Sandro Veronesi nasce a Prato nel 1959. Si laurea in architettura a Firenze con una tesi su Victor Hugo e la cultura del restauro moderno nel 1985. Esordisce come scrittore nel 1988 con il suo romanzo grottesco e visionario "Per dove parte questo treno allegro" ma è solo con il libro successivo "Gli sfiorati" che diviene noto al grande pubblico.

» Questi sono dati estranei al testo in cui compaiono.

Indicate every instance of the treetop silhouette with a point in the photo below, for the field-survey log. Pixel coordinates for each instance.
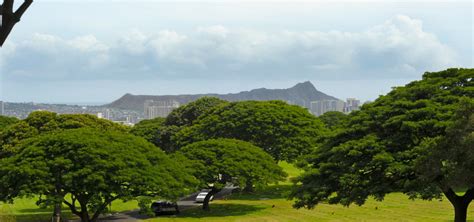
(9, 18)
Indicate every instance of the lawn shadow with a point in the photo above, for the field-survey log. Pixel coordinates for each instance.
(219, 210)
(279, 191)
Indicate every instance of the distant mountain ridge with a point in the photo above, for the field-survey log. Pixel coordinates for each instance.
(301, 94)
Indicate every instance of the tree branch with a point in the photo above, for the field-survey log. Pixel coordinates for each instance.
(469, 195)
(450, 194)
(103, 206)
(22, 10)
(72, 207)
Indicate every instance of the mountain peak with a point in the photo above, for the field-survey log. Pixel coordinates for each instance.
(301, 94)
(304, 86)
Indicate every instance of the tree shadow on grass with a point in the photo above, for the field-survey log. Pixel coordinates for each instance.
(34, 215)
(220, 210)
(280, 191)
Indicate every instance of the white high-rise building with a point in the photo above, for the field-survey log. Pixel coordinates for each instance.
(352, 104)
(2, 108)
(318, 108)
(155, 109)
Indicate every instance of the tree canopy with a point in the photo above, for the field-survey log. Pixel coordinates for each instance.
(6, 121)
(93, 168)
(284, 131)
(381, 148)
(219, 161)
(160, 131)
(186, 115)
(334, 120)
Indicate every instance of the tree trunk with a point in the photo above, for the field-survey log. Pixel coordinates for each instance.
(460, 203)
(57, 213)
(205, 204)
(460, 211)
(248, 187)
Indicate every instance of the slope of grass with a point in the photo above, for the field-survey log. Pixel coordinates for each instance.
(26, 210)
(396, 207)
(270, 204)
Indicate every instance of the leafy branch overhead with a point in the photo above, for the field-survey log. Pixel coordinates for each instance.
(11, 17)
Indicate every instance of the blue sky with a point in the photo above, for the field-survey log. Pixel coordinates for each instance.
(95, 51)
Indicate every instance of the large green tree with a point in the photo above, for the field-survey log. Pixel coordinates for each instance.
(406, 141)
(92, 168)
(6, 121)
(284, 131)
(160, 131)
(187, 114)
(222, 161)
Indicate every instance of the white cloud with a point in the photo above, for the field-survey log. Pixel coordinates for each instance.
(398, 48)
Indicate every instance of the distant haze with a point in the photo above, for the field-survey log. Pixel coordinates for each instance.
(95, 51)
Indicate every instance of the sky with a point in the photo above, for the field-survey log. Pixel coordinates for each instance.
(94, 51)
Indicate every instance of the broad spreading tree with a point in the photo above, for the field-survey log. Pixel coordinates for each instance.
(417, 139)
(86, 169)
(6, 121)
(186, 115)
(282, 130)
(220, 161)
(161, 131)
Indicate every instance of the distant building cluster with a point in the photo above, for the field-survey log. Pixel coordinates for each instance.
(155, 109)
(2, 108)
(318, 108)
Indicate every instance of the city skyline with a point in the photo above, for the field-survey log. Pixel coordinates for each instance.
(160, 47)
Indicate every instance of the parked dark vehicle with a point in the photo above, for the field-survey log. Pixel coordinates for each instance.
(164, 208)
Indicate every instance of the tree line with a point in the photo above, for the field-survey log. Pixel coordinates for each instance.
(417, 139)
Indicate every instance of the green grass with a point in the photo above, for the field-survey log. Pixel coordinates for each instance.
(270, 204)
(27, 210)
(396, 207)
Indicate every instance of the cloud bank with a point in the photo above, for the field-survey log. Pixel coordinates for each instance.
(397, 48)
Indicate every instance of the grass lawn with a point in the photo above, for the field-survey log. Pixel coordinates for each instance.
(271, 205)
(27, 210)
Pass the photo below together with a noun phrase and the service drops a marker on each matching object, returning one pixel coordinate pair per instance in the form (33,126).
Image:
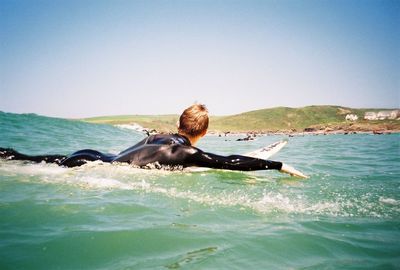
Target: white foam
(389,201)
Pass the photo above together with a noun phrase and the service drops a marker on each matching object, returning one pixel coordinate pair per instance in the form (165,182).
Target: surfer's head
(193,122)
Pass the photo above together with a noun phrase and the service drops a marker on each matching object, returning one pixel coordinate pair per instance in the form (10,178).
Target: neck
(193,140)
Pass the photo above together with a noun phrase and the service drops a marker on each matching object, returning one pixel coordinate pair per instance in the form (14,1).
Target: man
(166,149)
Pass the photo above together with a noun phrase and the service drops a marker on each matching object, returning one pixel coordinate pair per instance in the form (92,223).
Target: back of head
(194,121)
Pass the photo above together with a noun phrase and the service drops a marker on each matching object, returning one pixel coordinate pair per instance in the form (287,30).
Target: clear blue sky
(76,58)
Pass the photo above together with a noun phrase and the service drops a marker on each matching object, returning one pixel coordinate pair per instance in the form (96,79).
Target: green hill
(265,120)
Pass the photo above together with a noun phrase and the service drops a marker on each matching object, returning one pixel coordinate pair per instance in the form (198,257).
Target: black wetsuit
(171,150)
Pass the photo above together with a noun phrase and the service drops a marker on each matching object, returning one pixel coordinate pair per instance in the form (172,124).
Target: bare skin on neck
(194,139)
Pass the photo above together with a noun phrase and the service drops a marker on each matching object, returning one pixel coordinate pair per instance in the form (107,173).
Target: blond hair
(194,120)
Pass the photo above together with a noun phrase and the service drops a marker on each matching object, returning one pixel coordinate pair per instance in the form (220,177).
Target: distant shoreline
(280,120)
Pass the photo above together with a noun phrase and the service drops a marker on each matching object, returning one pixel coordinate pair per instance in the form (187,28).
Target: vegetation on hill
(265,120)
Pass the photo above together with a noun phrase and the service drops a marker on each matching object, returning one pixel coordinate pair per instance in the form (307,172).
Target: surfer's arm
(233,162)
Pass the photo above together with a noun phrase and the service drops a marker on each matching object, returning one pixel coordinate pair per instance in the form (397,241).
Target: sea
(114,216)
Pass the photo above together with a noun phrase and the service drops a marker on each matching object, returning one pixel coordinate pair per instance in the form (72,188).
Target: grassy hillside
(274,119)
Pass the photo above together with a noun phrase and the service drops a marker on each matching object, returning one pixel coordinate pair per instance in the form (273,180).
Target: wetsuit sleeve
(233,162)
(11,154)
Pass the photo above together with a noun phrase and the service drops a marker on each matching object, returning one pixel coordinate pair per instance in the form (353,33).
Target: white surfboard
(262,153)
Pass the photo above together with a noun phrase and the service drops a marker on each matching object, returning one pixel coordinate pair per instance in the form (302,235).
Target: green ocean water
(108,216)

Nel 2000 pubblica "La forza del passato" grazie al quale vince il Premio Campiello e il Premio Viareggio. Questo romanzo viene tradotto in 15 lingue e ispira il film omonimo di Piergiorgio Gay.
Veronesi scrive anche quattro libri non fiction: le raccolte di interviste "Cronache italiane", "Live", "Occhio per occhio. La pena di morte in quattro storie" e "Superalbo", una raccolta dei suoi articoli giornalistici. Durante la sua carriera collabora anche con Rai Tre ed è autore e conduttore del programma televisivo "Magazzini Einstein - cibo per la mente".
Nel 2002 scrive la prefazione del libro "L'incredibile menzogna di Thierry Meyssan", una pietra miliare nelle cosiddette "teorie cospirative" riguardanti l'11 settembre 2001.
Grazie al suo romanzo "Caos calmo" vince nel 2006 il Premio Strega e nel 2008, a Parigi, il premio Femina straniero. Collabora con numerosi quotidiani e riviste letterarie; insieme a Domenico Procacci ha fondato la casa editrice Fandango Libri.